The score remained 2-2 until the fifth inning, after O’s righty Gabriel Ynoa was out of the game. He only threw 64 pitches in 4.1 innings. Buck Showalter must not have wanted him to go through the middle of the lineup a third time. Anyway, Aaron Judge worked a one-out walk and stole second in that fifth inning, setting up the amazing and awesome and handsome Gregorius for the go-ahead two-run home run. Love Didi. What a ballplayer. In addition to the dinger and the sac fly, he also made a heck of a defensive play deep in the shortstop hole.
The Didi dinger gave the Yankees a 4-2 lead.

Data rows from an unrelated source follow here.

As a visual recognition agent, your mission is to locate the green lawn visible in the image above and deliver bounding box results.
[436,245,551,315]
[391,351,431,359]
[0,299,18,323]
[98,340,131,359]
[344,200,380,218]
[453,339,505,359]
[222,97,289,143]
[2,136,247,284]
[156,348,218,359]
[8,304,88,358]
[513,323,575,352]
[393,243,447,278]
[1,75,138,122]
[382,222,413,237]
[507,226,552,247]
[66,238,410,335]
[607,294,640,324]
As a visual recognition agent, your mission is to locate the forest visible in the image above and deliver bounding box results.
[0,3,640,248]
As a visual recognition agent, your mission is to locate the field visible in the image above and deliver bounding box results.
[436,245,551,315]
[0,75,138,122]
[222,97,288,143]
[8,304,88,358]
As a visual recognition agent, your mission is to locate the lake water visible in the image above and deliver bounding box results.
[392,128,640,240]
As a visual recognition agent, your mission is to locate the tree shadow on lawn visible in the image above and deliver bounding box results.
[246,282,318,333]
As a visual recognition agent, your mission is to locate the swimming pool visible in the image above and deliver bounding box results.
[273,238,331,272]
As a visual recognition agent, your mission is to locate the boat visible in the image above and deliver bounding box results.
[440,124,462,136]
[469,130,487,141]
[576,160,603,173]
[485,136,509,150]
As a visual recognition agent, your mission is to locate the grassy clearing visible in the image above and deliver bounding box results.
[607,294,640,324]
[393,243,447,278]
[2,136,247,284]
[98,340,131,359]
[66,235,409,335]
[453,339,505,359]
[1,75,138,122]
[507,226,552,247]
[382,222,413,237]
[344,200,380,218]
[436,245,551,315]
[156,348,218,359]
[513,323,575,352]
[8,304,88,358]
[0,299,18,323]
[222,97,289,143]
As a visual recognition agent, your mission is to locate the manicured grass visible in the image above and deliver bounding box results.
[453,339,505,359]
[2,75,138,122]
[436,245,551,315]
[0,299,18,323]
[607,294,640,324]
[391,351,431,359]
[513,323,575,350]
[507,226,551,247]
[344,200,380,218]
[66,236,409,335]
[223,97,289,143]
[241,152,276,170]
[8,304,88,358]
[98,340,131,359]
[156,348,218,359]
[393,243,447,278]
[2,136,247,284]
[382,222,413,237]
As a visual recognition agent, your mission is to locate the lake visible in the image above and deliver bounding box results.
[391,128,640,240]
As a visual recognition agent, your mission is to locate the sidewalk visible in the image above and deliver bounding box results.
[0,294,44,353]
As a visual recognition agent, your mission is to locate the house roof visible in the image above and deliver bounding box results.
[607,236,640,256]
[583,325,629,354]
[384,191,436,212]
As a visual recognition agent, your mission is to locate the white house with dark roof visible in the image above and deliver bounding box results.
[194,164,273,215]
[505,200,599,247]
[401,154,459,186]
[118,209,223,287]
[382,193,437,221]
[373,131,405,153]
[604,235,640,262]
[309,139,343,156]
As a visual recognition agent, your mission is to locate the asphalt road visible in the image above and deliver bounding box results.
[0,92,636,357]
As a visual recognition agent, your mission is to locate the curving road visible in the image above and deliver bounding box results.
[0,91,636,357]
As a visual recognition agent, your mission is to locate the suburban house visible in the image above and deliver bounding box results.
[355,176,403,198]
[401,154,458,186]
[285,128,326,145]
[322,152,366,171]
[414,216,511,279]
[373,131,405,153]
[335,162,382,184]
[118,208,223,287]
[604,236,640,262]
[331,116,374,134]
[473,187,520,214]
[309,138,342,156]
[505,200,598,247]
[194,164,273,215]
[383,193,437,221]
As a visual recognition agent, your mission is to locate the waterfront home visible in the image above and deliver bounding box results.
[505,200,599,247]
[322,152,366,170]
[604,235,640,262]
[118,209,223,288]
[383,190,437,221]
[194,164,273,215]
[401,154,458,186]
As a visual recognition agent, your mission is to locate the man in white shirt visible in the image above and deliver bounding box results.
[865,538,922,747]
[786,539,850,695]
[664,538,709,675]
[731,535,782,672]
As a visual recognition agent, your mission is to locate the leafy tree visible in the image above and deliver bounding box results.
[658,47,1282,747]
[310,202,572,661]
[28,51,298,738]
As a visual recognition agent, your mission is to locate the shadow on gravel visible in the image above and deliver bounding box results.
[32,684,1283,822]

They added three more in the seventh thanks to some sloppy Orioles defense. They were sloppy all night. All series. All season, really. It’s part of their downfall. Bird started that seventh inning with a walk against Miguel Castro, then Gardner hit into what should’ve been a force out at second base. At worst, a fielder’s choice with the out at first. Instead, both Gardner and Bird were safe because Schoop muffed the grounder at second. Should’ve been at least one out for sure.
Yet another Judge walk later, the bases were loaded with no outs. The Orioles, Mark Trumbo specifically, did the Yankees a solid and helped bring home the inning’s first run. Sanchez poked a little fly ball to right that I thought even Trumbo would catch, but no, he held up for some reason and let the ball drop in. I’m pretty sure Carlos Beltran would’ve had that one. The ball dropped in, a run scored, and the runners all advanced. Still no outs too.
Gregorius drove home the inning’s second run with another sac fly, his second of the game. Center fielder Austin Hays made a real nice throw and it was a bang-bang play at the plate, but Gardner outran the throw. Headley singled in another run to stretch the lead to 7-2. Bird clobbered a solo home run in the eighth against former Yankee Richard Bleier to give the Yankees an 8-2 lead. There was no huge five or six-run inning Friday night like we’ve seen the last few games against the Orioles, but eight runs is eight runs.
Leftovers
David Robertson pitched the ninth inning with a six-run lead because he was already warmed up. He started to get loose in the seventh inning, before the Yankees tacked on three insurance runs, and he got hot during the eighth inning in case Severino ran into trouble. Once he’s up, might as well use him. Robertson was a tad wild in the ninth — only ten of his 23 pitches were strikes, and his two wild pitches were very wild — but he closed it out no problem.
Starlin Castro, who is in quite the funk right now, went 0-for-4 on Friday, as did Jacoby Ellsbury. Ellsbury had a tough 0-for-4. He hit two balls hard that just died in the air. One was caught in center field and another was caught at the wall in right field. Three hits for Headley and two each for Sanchez and Holliday. Gardner, Gregorius, and Bird had one hit apiece. No contact day for Judge. Two walks and two strikeouts.
And finally, congrats to Joe Girardi for his 900th win as Yankees manager. He’s only the sixth man to do it, joining Joe McCarthy (1,460), Joe Torre (1,173), Casey Stengel (1,149), Miller Huggins (1,067), and Ralph Houk (944).
Box Score, WPA Graph & Standings
For the box score and updated standings, head on over to ESPN. MLB.com has the video highlights and FanGraphs has the postseason odds. Here’s our Bullpen Workload page and here’s the win probability graph:
Source: FanGraphs
Up Next
The Yankees and Orioles are halfway through this four-game series I hope never ends. Jordan Montgomery and Jeremy Hellickson are the scheduled starting pitchers for Saturday game. That’s a 4pm ET start.